A quoi peut-on s'attendre en cas de tentative d'evitement de cette taxe ?

L’avant-projet de loi instaure une disposition « anti-abus », dont le but est de décourager toute opération visant à contourner cette taxe sur les compte-titres.

Plusieurs situations pourraient être qualifiées d’abusives :
  • La scission d’un compte-titres en plusieurs compte-titres, ou l’ouverture de plusieurs comptes-titres (éventuellement auprès de plusieurs institutions financières) dans le but d’abaisser la valeur individuelle de chaque compte-titres sous le seuil du million d’euros.
  • La conversion d’actions, obligations ou autres instruments financiers en titres nominatifs afin d’échapper à la taxe.
Si l’administration qualifie une opération d’abusive, le contribuable pourra toujours établir la preuve qu’il poursuivait d’autres objectifs que l’obtention d’un avantage fiscal dans la réalisation de cette opération.

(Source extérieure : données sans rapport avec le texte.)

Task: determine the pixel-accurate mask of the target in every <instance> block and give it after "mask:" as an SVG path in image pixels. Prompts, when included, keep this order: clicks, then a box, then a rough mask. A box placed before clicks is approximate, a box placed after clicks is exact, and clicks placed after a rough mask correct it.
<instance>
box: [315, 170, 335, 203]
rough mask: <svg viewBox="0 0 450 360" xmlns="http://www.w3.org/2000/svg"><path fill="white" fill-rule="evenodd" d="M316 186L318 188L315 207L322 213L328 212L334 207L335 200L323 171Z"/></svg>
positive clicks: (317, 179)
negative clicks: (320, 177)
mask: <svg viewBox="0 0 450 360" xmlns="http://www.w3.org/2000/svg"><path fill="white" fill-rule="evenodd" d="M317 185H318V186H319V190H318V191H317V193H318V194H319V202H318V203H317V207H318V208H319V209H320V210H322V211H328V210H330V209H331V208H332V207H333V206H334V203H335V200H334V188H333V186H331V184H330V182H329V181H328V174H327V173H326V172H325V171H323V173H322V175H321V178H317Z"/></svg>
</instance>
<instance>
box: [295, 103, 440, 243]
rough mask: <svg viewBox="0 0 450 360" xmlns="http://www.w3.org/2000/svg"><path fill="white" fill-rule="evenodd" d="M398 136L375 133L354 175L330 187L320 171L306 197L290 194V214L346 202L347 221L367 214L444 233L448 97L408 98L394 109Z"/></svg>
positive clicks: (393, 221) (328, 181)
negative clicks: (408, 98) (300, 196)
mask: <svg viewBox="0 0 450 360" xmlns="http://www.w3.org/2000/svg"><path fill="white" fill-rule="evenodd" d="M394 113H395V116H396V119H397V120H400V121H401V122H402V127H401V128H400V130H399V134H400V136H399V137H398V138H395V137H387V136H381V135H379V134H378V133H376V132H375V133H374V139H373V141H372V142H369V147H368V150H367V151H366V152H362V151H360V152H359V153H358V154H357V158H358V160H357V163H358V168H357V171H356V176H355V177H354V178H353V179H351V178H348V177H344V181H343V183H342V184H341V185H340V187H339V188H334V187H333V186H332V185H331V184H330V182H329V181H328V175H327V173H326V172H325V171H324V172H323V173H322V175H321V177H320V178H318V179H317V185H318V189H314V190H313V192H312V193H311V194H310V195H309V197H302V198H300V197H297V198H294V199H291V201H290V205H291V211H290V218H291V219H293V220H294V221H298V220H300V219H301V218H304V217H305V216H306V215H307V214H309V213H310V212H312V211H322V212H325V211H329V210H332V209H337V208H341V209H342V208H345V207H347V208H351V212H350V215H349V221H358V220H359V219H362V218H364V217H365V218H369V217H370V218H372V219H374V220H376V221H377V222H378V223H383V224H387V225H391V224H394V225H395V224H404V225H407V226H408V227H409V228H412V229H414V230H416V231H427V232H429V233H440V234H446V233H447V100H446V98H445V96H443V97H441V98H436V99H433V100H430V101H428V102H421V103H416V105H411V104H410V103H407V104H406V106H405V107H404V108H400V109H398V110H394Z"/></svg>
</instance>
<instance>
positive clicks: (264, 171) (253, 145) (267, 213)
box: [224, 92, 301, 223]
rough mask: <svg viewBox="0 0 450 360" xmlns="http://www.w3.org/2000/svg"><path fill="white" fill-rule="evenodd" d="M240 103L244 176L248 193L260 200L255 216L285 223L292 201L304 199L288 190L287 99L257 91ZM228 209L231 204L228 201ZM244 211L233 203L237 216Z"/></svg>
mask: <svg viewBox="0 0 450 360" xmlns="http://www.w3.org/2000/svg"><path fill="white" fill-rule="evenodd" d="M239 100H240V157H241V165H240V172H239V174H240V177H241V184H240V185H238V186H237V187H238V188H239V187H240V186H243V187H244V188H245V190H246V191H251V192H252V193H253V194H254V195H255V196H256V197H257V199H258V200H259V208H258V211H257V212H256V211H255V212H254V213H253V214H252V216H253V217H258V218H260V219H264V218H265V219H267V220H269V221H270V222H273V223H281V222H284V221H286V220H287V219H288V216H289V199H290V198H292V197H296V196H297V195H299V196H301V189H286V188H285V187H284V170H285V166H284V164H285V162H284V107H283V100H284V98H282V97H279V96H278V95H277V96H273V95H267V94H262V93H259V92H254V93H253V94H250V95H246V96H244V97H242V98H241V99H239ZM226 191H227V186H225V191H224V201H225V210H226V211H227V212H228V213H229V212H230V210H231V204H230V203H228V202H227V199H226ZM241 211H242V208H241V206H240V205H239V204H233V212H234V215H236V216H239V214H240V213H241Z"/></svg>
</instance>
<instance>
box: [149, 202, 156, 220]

Il ne sera alors plus question d’abus fiscal.

Il est important de noter que l’entrée en vigueur de cette mesure « anti-abus » est fixée à la date du 30 octobre 2020. Il s’agit de la date à laquelle le public a pu prendre connaissance pour la première fois, par l’intermédiaire des médias, de la nouvelle taxe. Cette date a été confirmée dans l’avis publié au Moniteur Belge.

Conclusion

L’avenir nous dira si cette taxe sur les comptes-titres est aussi simple et efficace qu’elle y parait.

Cette nouvelle taxe appellera encore de nombreux commentaires, car elle suscite plusieurs interrogations.

Il semble toutefois clair que la volonté du législateur est d’élargir au maximum le champ d’application de la taxe, tout en empêchant dès aujourd’hui le contribuable de réorganiser son patrimoine pour échapper à ce nouvel impôt.